Over on the left side of the block diagram, you get the option of either two or four CPU cores, but this is a fixed choice. Synopsys feels that most developers have a good idea whether they need two processors or four, so that detail is a different configuration option with a slightly different licensing fee.
If you’re an ARC processor aficionado (and, really, isn’t everyone?), then you’ll recognize the internal architecture and instruction set of these 32-bit CPUs. Oddly, however, Synopsys isn’t branding them as ARC processors. They’re instead called “DesignWare EV processors.” Presumably, the marketing brain trust had a good reason for tweaking the naming convention. Or they had a free afternoon.
In addition to the PE software, the company also provides code libraries for OpenCV and OpenVX, but that software runs on the left-hand CPUs, not the right-hand PE matrix. In essence, the CPUs are the interface layer between this EV subsystem and the rest of your SoC, which presumably has a processor or two of its own. That processor will dispatch OpenCV or OpenVX requests to the subsystem, which, in turn, passes off low-level CNN functions to the PE matrix. Your image sensors and a big frame buffer are not part of the subsystem. Those live elsewhere in the SoC and connect via AXI.
So… couldn’t you just use a GPU for your embedded vision system? Indeed you could; some people do. But your average nVidia or ATI GPU is geared for graphics output, not input. It’s laden with math processors, which is good, but not a lot of hardware for data movement or pattern-matching, which is bad. It works, but it consumes a lot of power. It’s just not an efficient use of a GPU.
The DesignWare EV Processor subsystem, on the other hand, is designed to do the opposite function: to take a frame buffer and search through it. The PE matrix is internally cross-connected and dynamically reconfigurable to support different CNN graphs. Synopsys says a four-CPU configuration with eight PEs running at 500 MHz can perform facial recognition at 30 frames/sec while burning just 175mW of power. That’s orders of magnitude more power-efficient than using a GPU, according to the company.
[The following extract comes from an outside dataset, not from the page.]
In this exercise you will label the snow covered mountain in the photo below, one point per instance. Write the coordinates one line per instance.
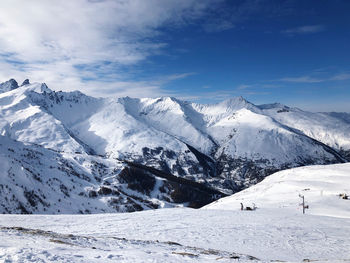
(321, 185)
(155, 152)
What would you use this power for? Well, Microsoft uses it for games, with its Xbox Kinect peripheral. New TVs will be using gesture-recognition to replace the remote control. Security and surveillance applications are obvious. And automakers are already designing cars that detect speed limit signs by the side of the road and automatically slow the car. (Could they also accelerate it if you’re driving below the speed limit? In the left lane? Please?) In short, we’ll find uses for it, especially as the price and power budget come down. Combined with a Bluetooth earpiece, we’ll soon be able to wave our hands in the air and talk to people who aren’t there, all at the same time.
Thanks for the article, Jim. It’s especially exciting to see what companies like Xilinx are doing with embedded vision in the area of SoCs and accelerating image processing algorithms via hardware. With the growth of expectations and features common to modern systems, my guess is we’re not too far off from FPGAs/SoCs plating a central roll in high-volume embedded systems.